The infected traveler, the state's first reported measles patient in three years, flew to Little Rock from Chicago on United Airlines Flight 5314 on Jan. 10, according to a department news release.
Gary Wheeler, the department's chief medical officer, said the person, who came to Little Rock for a job, started the journey in another country, where the person is from, and developed symptoms en route.
The person was hospitalized at UAMS Medical Center in Little Rock for about three days before being released and is no longer considered contagious, Wheeler said.
The Health Department attempted to contact travelers, hospital patients and others who may have come in contact with the infected person, and vaccinated more than 20 people last week, Wheeler said.
Those potentially exposed include people who were on the flight, as well as people who were in the hospital emergency room from 4:30 p.m.
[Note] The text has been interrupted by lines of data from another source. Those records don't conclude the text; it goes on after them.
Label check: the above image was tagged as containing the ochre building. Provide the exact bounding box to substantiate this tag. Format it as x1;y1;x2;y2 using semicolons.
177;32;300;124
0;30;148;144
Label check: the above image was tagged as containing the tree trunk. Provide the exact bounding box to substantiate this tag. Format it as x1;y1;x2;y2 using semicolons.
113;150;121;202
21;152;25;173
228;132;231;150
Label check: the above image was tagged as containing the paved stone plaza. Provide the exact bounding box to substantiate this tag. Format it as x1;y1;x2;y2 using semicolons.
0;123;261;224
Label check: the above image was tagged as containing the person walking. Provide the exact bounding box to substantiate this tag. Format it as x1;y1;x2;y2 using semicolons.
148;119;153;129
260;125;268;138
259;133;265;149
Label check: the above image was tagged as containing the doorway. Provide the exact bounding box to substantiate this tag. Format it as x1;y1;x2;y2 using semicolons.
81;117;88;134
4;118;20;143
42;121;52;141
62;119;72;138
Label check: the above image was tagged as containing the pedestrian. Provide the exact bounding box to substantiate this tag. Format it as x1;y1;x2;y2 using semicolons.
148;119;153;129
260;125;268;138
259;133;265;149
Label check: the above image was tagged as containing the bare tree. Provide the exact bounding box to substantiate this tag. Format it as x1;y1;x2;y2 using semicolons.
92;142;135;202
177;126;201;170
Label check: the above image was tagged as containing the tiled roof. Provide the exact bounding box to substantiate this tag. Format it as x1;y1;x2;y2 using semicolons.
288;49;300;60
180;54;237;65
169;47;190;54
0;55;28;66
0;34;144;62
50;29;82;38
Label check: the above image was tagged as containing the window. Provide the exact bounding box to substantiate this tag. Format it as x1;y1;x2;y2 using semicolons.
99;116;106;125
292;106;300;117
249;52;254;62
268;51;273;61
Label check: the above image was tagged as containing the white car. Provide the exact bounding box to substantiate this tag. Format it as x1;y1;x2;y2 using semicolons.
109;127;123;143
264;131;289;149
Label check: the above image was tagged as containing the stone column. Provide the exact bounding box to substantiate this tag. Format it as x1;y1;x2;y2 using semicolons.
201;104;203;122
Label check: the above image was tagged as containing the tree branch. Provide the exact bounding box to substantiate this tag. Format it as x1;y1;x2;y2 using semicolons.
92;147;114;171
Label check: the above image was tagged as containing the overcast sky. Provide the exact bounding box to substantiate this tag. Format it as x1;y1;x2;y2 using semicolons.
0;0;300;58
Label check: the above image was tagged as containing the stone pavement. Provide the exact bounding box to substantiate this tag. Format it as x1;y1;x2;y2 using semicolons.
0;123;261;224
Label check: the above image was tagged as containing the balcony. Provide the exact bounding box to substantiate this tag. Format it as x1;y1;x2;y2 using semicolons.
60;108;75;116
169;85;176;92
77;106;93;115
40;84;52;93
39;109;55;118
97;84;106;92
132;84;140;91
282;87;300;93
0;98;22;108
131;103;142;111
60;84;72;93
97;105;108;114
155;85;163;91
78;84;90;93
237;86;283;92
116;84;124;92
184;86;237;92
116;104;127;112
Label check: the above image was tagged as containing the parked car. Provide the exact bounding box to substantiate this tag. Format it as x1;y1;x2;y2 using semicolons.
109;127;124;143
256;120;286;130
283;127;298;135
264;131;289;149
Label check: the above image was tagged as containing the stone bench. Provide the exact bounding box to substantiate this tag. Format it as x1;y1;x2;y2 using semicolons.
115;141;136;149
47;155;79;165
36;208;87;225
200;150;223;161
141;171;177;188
Jan. 10 to 12:30 a.m. Jan. 11 and on Jan. 11 from 10 a.m. to 2 p.m., according to the news release.
Most people in the United States are immune to the measles, either because they have been vaccinated or were infected before the vaccine became available.
Those who may been exposed to measles from the infected traveler should contact the Health Department so it can verify that they have been vaccinated, Wheeler said.
People who haven't been vaccinated will be monitored to see if they develop the illness, he said.
People infected typically develop symptoms within eight to 12 days, according to the news release. Initial symptoms include fever, cough, runny nose and red watery eyes. Those are followed within three to five days by a rash.
To avoid infecting others, people who think they may have the measles should call their doctors before seeking treatment, Wheeler said.
According to the U.S. Centers for Disease Control and Prevention, the illness can lead to complications including hearing loss, diarrhea, pneumonia and swelling of the brain and can be fatal in rare instances.
Last year, 120 people from 15 states were reported to have the measles, up from 86 cases in 16 states in 2016, according to the CDC.
Most cases occur in people who haven not been vaccinated, according to the agency.
The illness was declared eradicated in the U.S. in 2000 but is still common in some countries, according to the CDC.